CHRISTINA LOBO VS STATE OF KARNATAKA & ORS.

Read the full judgement here
citation:

WRIT PETITION NO. 8024 OF 2020 (EDN-RES

court:

KARNATAKA HIGH COURT

judges:

JUSTICE JOHN MICHAEL CUNHA

KEY FACTS

The petitioner, in this case, is a transwoman seeking a change in her educational records to reflect her correct name and gender identity. Despite the existence of official certifications, Respondents refused to change the name and gender in the petitioner’s 10th Standard (CBSE), Pre-University Certificate (PUC)  Mark Cards and MBBS Records.

ISSUE & DECISION

The issue before the Court was whether the petitioner should be allowed to change her name and gender in her school, pre-university, and university educational records by following the procedure prescribed under the Transgender Persons (Protection of Rights) Act (the Act) enacted in December 2019, even if she had undergone the name and gender change procedure before the coming into force of the Act.

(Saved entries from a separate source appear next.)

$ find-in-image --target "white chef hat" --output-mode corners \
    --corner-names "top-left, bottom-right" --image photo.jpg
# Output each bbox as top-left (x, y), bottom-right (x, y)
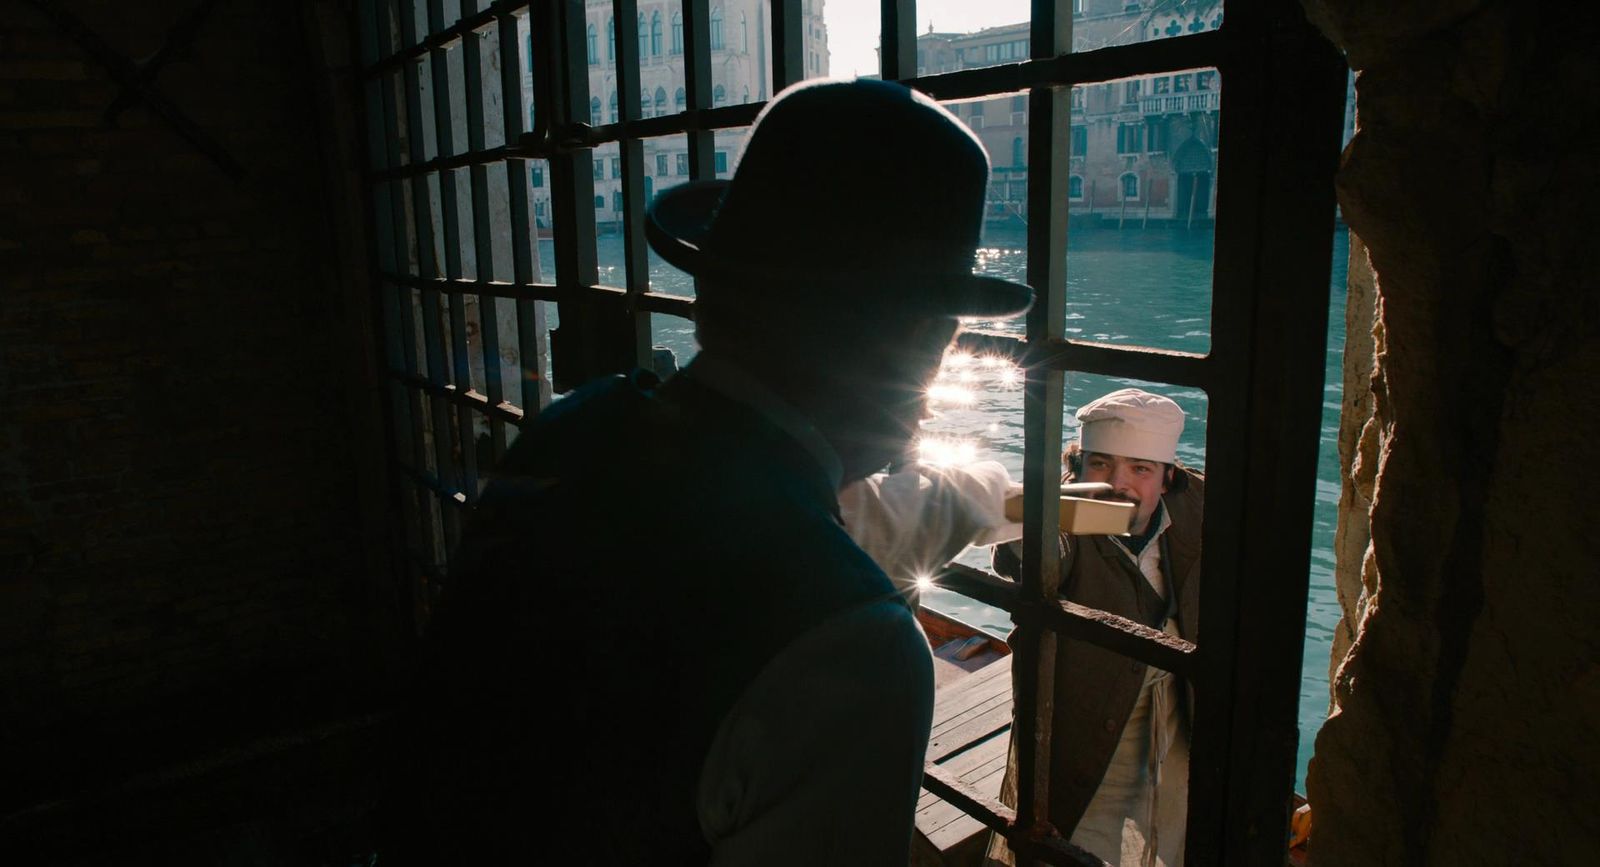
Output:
top-left (1075, 388), bottom-right (1186, 464)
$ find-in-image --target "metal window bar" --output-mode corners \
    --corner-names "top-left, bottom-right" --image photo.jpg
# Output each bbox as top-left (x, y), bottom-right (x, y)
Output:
top-left (458, 1), bottom-right (512, 463)
top-left (425, 1), bottom-right (481, 506)
top-left (494, 7), bottom-right (552, 413)
top-left (355, 0), bottom-right (1348, 863)
top-left (611, 0), bottom-right (652, 369)
top-left (400, 1), bottom-right (465, 551)
top-left (372, 2), bottom-right (444, 618)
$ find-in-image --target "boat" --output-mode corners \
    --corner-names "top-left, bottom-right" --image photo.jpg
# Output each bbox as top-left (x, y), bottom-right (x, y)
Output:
top-left (918, 604), bottom-right (1011, 690)
top-left (911, 605), bottom-right (1313, 866)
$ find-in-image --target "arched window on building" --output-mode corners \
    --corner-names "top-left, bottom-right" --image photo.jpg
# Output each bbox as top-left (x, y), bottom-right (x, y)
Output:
top-left (1011, 136), bottom-right (1025, 168)
top-left (594, 194), bottom-right (604, 209)
top-left (1069, 174), bottom-right (1084, 199)
top-left (609, 91), bottom-right (618, 123)
top-left (1120, 171), bottom-right (1140, 200)
top-left (590, 96), bottom-right (601, 127)
top-left (675, 87), bottom-right (686, 112)
top-left (606, 16), bottom-right (614, 62)
top-left (742, 86), bottom-right (749, 104)
top-left (651, 11), bottom-right (662, 56)
top-left (710, 7), bottom-right (724, 51)
top-left (741, 12), bottom-right (748, 51)
top-left (637, 13), bottom-right (647, 59)
top-left (671, 11), bottom-right (683, 54)
top-left (586, 23), bottom-right (597, 64)
top-left (713, 84), bottom-right (726, 106)
top-left (655, 87), bottom-right (668, 116)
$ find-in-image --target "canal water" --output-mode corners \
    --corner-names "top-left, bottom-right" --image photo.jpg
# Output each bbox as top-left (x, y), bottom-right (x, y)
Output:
top-left (542, 221), bottom-right (1349, 792)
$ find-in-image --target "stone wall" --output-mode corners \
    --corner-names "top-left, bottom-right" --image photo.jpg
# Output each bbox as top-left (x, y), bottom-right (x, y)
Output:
top-left (1326, 233), bottom-right (1379, 687)
top-left (1304, 1), bottom-right (1600, 863)
top-left (0, 0), bottom-right (388, 825)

The Court recognised that the Petitioner has an inherent right to self-identified gender as guaranteed in NALSA. The judgment delivered in Jeeva M. vs. State of Karnataka was referred to and the circular issued subsequently to CBSE and the Pre-University Board to the effect of allowing a change in school and college records without driving applicants to Court was also noted. The Court held that Rule 3(3) of the Trans Rules clearly states that a person who has already officially recorded their change of name and gender need not make an application under the Act. As the Petitioner has already obtained an Aadhar & Passport reflecting her correct name and gender, she is not required to undertake any new registration procedures. Therefore, the Court directed said respondents to change her name to her chosen name and gender to ‘female’ in CBSE Marks Card, PUC Marks Card, MBBS Records, and to issue revised mark cards and educations records reflecting the same.

SIGNIFICANCE

This judgment serves as a judicial precedent to ensure that trans persons who have already recorded their self-identified name and gender in official documents before the coming into force of the Act are not required to make a second application under the Trans Act. It further buttresses the obligation on all state and central authorities and educational institutions to make changes to/record the self-identified name and gender of trans persons.